Consider the following problem:
Let $\Omega \subset \mathbb R^N$ be a domain and $u \in C(\Omega)$. Show that $u$ is subharmonic in the Mean Value Inequality sense, that is,
$$
u(x) \leq \frac{1}{\omega_N r^N} \int_{B_r(x)} u (y) \ dy, \quad \forall x \in \Omega, \forall 0 < r < d(x, \partial \Omega).
$$
if and only if for every $x_0 \in \Omega$ and every $\phi \in C^2(\Omega)$ such that $u – \phi$ attains a local maximum at $x_0$ it holds that
$$
– \Delta \phi(x_0) \leq 0,
$$
that is, $u$ is a viscosity subsolution of the Laplace equation.
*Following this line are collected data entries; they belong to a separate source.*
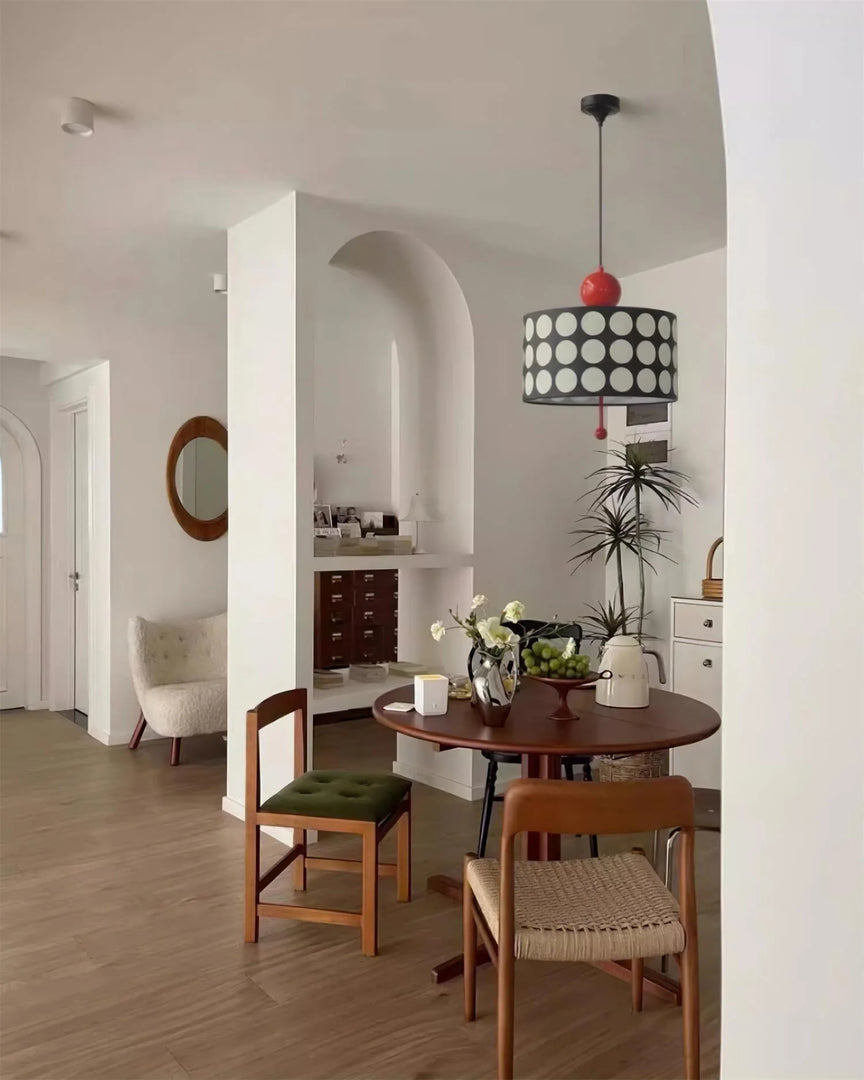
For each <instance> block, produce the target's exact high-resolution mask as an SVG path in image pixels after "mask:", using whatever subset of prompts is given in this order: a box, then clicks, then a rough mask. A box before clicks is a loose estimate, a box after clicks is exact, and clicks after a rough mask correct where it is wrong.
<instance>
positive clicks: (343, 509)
mask: <svg viewBox="0 0 864 1080" xmlns="http://www.w3.org/2000/svg"><path fill="white" fill-rule="evenodd" d="M333 519H334V524H335V525H353V524H354V523H356V524H357V525H360V524H361V522H360V514H359V513H357V508H356V507H335V508H334V511H333Z"/></svg>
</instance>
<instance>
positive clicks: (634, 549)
mask: <svg viewBox="0 0 864 1080" xmlns="http://www.w3.org/2000/svg"><path fill="white" fill-rule="evenodd" d="M606 453H607V454H608V456H609V457H610V458H611V460H607V463H606V464H605V465H603V467H602V468H600V469H596V470H595V471H594V472H593V473H591V474H590V476H589V480H593V481H594V482H595V483H594V486H593V487H592V488H591V489H590V490H589V491H586V492H585V495H584V496H583V497H582V498H583V499H584V500H585V501H586V502H588V509H586V512H585V513H584V514H583V515H582V517H580V518H579V521H578V522H577V527H576V528H575V529H573V530H572V532H571V535H572V536H575V537H576V538H577V539H576V541H575V544H573V545H575V546H576V548H577V551H576V553H575V554H573V555H572V556H571V558H570V562H571V563H573V564H575V566H573V570H572V572H576V570H577V569H579V567H581V566H584V565H585V564H586V563H590V562H592V561H593V559H595V558H597V557H603V559H604V564H605V565H606V566H608V565H609V564H610V563H611V564H612V565H613V566H615V568H616V585H617V588H616V596H615V597H613V598H612V599H610V600H608V602H607V603H605V604H598V605H592V606H590V607H589V611H588V613H586V615H585V616H583V618H582V622H583V624H584V626H585V629H586V634H585V636H586V637H588V638H590V639H592V640H595V642H597V643H598V644H599V647H600V651H603V647H604V646H605V645H606V643H607V642H608V640H609V639H610V638H612V637H616V636H618V635H622V634H630V633H632V634H633V635H634V636H635V637H636V638H637V639H638V642H639V644H642V646H643V649H644V651H645V652H646V653H649V654H651V656H653V657H654V658H656V660H657V663H658V670H659V673H660V681H661V683H665V673H664V671H663V661H662V657H661V656H660V653H659V652H657V651H656V650H653V649H646V648H645V640H646V639H647V638H648V637H649V636H650V635H648V634H646V632H645V621H646V618H647V617H648V615H649V613H650V612H649V611H648V610H647V609H646V569H647V570H651V571H652V572H654V573H656V572H657V565H656V562H657V559H658V558H665V559H670V556H669V555H667V554H666V553H665V552H664V551H663V550H662V545H663V539H664V537H665V535H666V530H664V529H658V528H657V527H654V525H653V524H652V523H651V522H650V521H649V518H648V517H647V515H646V505H647V504H650V500H651V498H652V497H653V498H656V499H657V500H659V502H660V504H661V505H662V507H663V508H664V509H665V510H674V511H676V512H677V513H680V510H681V505H683V504H684V503H689V504H690V505H698V503H697V500H696V498H694V497H693V496H692V495H691V492H690V491H689V490H688V487H687V485H688V484H689V477H688V476H687V475H686V474H685V473H683V472H680V471H678V470H677V469H671V468H669V467H667V465H665V464H658V463H654V462H651V461H649V460H648V457H647V455H646V454H645V451H644V450H643V448H642V446H640V444H639V443H638V442H635V443H629V444H625V445H622V446H620V447H615V448H612V449H610V450H608V451H606ZM633 558H635V561H636V567H637V572H638V597H637V603H636V604H633V605H627V597H626V589H625V577H624V563H625V561H626V559H633ZM670 561H671V559H670ZM660 756H661V755H642V754H640V755H635V756H634V757H632V758H627V759H626V760H622V761H617V762H612V761H611V759H609V760H605V761H604V762H603V767H602V769H600V773H602V775H603V773H604V772H606V774H607V779H623V778H624V777H631V775H643V777H645V775H658V774H660V772H662V771H663V767H664V764H665V762H664V761H663V762H662V764H661V762H660V760H659V757H660ZM662 757H663V758H664V759H665V755H662ZM654 758H658V759H657V760H654ZM649 759H650V760H649Z"/></svg>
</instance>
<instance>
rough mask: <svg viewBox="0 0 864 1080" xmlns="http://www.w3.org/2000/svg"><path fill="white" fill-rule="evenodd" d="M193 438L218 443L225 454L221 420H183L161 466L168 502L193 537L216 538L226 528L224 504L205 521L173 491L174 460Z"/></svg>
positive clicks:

For the $\Rightarrow$ implication, I managed to show that $\phi$ is subharmonic in the sense of the (volumetric) Mean Value Inequality. Since it is $C^2$, it would suffice to show that it implies that $\phi$ is subharmonic in the classic sense. How to do this, if true?
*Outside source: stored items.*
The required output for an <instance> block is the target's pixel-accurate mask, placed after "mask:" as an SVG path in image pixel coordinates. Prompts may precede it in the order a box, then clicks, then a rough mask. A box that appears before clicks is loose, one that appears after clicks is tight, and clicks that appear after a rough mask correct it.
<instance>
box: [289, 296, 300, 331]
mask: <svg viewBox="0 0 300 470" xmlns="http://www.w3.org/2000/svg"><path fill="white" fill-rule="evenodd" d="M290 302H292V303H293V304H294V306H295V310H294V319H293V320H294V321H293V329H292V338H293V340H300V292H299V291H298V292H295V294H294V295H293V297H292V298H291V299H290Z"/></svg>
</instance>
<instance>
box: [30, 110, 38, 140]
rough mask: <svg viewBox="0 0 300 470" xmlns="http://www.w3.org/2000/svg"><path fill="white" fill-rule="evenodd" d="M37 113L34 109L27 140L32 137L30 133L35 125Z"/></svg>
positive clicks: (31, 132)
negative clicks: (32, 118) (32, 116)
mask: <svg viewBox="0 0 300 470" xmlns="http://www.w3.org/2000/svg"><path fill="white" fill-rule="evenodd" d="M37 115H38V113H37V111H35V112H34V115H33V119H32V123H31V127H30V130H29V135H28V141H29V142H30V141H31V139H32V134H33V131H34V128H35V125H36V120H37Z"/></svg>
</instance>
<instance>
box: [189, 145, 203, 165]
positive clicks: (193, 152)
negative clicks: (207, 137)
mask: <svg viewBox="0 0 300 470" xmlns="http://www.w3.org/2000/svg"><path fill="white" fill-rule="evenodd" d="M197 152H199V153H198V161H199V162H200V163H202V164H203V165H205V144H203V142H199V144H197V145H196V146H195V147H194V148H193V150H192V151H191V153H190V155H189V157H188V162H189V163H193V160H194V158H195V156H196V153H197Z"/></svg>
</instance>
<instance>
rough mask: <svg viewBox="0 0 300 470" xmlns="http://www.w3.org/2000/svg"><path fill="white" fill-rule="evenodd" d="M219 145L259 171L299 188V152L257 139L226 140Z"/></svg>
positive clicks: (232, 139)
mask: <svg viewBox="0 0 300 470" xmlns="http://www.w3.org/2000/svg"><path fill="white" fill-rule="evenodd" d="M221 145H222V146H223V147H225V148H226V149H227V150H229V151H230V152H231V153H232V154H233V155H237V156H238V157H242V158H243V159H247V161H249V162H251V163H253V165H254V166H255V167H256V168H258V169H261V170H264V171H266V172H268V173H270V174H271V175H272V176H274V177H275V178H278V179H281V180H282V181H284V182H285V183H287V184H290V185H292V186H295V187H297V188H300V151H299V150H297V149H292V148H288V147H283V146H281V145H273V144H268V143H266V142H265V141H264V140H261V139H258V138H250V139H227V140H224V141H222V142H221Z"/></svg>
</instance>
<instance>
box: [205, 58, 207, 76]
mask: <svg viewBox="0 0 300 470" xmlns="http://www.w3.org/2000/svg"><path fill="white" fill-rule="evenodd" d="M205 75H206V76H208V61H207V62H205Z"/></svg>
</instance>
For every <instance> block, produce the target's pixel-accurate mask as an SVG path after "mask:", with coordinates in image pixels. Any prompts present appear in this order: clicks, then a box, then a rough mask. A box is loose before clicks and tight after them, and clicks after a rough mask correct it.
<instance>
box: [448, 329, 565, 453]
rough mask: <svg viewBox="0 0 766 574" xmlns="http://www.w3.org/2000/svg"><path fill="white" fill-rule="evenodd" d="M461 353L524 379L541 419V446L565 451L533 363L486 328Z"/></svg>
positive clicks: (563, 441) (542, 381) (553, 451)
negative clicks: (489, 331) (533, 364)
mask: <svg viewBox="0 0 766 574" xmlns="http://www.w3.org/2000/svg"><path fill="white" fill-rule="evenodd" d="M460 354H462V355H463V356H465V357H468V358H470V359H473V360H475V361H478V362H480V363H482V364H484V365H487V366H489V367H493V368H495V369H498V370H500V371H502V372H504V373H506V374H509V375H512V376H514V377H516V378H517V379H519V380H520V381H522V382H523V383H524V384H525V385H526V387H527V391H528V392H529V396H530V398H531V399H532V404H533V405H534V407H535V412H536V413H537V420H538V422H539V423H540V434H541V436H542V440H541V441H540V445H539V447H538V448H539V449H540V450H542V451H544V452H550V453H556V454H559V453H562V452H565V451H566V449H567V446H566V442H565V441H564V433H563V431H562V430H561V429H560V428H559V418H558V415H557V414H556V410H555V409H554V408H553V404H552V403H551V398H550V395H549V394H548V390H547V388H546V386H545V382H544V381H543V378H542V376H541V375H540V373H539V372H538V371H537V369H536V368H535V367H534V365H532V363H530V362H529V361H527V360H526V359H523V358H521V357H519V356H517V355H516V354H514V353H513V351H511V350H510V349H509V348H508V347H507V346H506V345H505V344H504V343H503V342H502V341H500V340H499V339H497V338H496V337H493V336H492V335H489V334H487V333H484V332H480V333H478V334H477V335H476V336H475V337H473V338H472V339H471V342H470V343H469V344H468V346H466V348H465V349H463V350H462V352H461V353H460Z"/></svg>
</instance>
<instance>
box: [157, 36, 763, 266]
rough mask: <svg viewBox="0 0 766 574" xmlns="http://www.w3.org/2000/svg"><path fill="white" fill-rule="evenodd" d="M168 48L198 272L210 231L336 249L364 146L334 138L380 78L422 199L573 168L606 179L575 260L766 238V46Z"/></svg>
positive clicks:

For the $\Leftarrow$ implication I have no ideas, and any hints are welcome.
Thanks in advance.
EDIT
For the $\Rightarrow$ implication, it almost suffices to show that $\phi$ is subharmonic in the Mean Value Property sense. Indeed, suppose that $- \Delta \phi(x_0) > 0$. Then we would have the opposite inequality.
Best Answer
There are lots of ways to prove this, depending on what you know about PDEs and viscosity solutions. Here is one hint: Fix your ball $B_r(x)$ and solve Laplace's equation $\Delta v = 0$ on $B_r(x)$ with boundary conditions $v=u$ on $\partial B_r(x)$ (I assume you know how to construct the solution with Poisson's Integral Formula). Then $v$ is $C^2$, and the viscosity subsolution property for $u$ can be used to show that $u\leq v$ on $B_r(x)$ (this does not require the full comparison principle machinery of viscosity solutions, and is easy to prove by hand; I can add a comment on this if needed). Then since $v$ is harmonic and smooth, use the mean value property for $v$.